My husband would beam with light when he’d see her and he’d say with such certainty how strong she is and his belief wouldn’t let him feel anything but that she would beat it. I questioned myself many times whether or not this was his hope or if it was denial; but I dared not ask. He never hid the fact that his daughter had cancer from anyone and he’d always add that she looks good and is fighting back.
A few days ago when he returned from visiting Sue in the hospital, my husband came home wearing a defeated new look on his face. I already knew Sue was getting much worse but I asked him how she was doing and he looked at me with a calmness and replied, “My daughter is dying.”
While I fought my tears back, I asked him to update me on what I had already known. My heart ached for him hearing him admit those words of surrender. Knowing he was trying desperately not to cry, and feeling my own grief for Sue, in that moment I couldn’t even begin to feel his pain.
In these past few days, the situation has become grave. My step-daughter is living on borrowed days. Now I just pray for strength for Sue and my husband to get through and for me to have strength to help keep him together through this very sad journey. I pray for God to give me the right words to say when the moment comes, to keep my husband here with the living as a part of his soul dies with his daughter.
As I go through this journey and go through all the cascading emotions it really makes me wonder how fine that line between life and death is and how life becomes an oxymoron. At first we pray and hope for wellness and cures and suddenly the switch flips and we find that everything we have prayed so hard for is no longer valid because when we watch that person suffer so badly and realize there is no hope, our prayers for life suddenly become prayers for God to take them safely out of their suffering.

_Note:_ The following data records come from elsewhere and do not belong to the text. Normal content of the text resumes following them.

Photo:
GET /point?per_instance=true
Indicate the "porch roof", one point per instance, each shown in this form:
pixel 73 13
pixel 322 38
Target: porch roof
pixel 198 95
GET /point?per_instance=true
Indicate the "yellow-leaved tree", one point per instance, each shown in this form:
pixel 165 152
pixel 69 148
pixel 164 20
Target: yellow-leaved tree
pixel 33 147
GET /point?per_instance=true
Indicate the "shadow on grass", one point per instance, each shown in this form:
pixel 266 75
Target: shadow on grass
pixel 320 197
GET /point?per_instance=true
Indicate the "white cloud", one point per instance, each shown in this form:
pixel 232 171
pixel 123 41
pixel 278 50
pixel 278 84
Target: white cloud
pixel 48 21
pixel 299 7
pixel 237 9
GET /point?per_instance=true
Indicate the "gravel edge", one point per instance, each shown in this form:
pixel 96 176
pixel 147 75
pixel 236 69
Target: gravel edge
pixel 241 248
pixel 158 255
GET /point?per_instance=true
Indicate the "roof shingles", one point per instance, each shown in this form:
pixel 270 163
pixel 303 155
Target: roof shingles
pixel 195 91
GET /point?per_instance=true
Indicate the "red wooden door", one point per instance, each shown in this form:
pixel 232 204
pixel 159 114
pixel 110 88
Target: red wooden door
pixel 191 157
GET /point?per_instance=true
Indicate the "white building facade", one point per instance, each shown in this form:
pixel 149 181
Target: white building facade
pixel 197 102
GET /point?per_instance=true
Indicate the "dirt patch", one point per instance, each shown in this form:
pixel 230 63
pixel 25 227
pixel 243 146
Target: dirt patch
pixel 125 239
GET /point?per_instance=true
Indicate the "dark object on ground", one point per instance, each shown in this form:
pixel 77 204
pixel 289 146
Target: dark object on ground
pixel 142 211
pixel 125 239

There was a scene from the movie ‘Steel Magnolias’ that always tugged at my heart no matter how many countless times I had seen the movie. When M’Lynn’s daughter Shelby passed on and M’Lynn lost her composure at the gravesite she said:
“I’m fine, I’m fine, I’m fine.
I’m fine! I can jog all the way to Texas and back, but my daughter can’t! She never could! Oh God! I am so mad I don’t know what to do! I wanna know why! I wanna know *why* Shelby’s life is over! I wanna know how that baby will *ever* know how wonderful his mother was! Will he *ever* know what she went through for him! Oh *God* I wanna know *why*? *Why*? Lord, I wish I could understand!
No! No! No! It’s not supposed to happen this way! I’m supposed to go first. I’ve always been ready to go first! I-I don’t think I can take this! I-I don’t think I can take this! I-I just wanna *hit* somebody ’til they feel as bad as I do! I just wanna hit something! I wanna hit it hard!”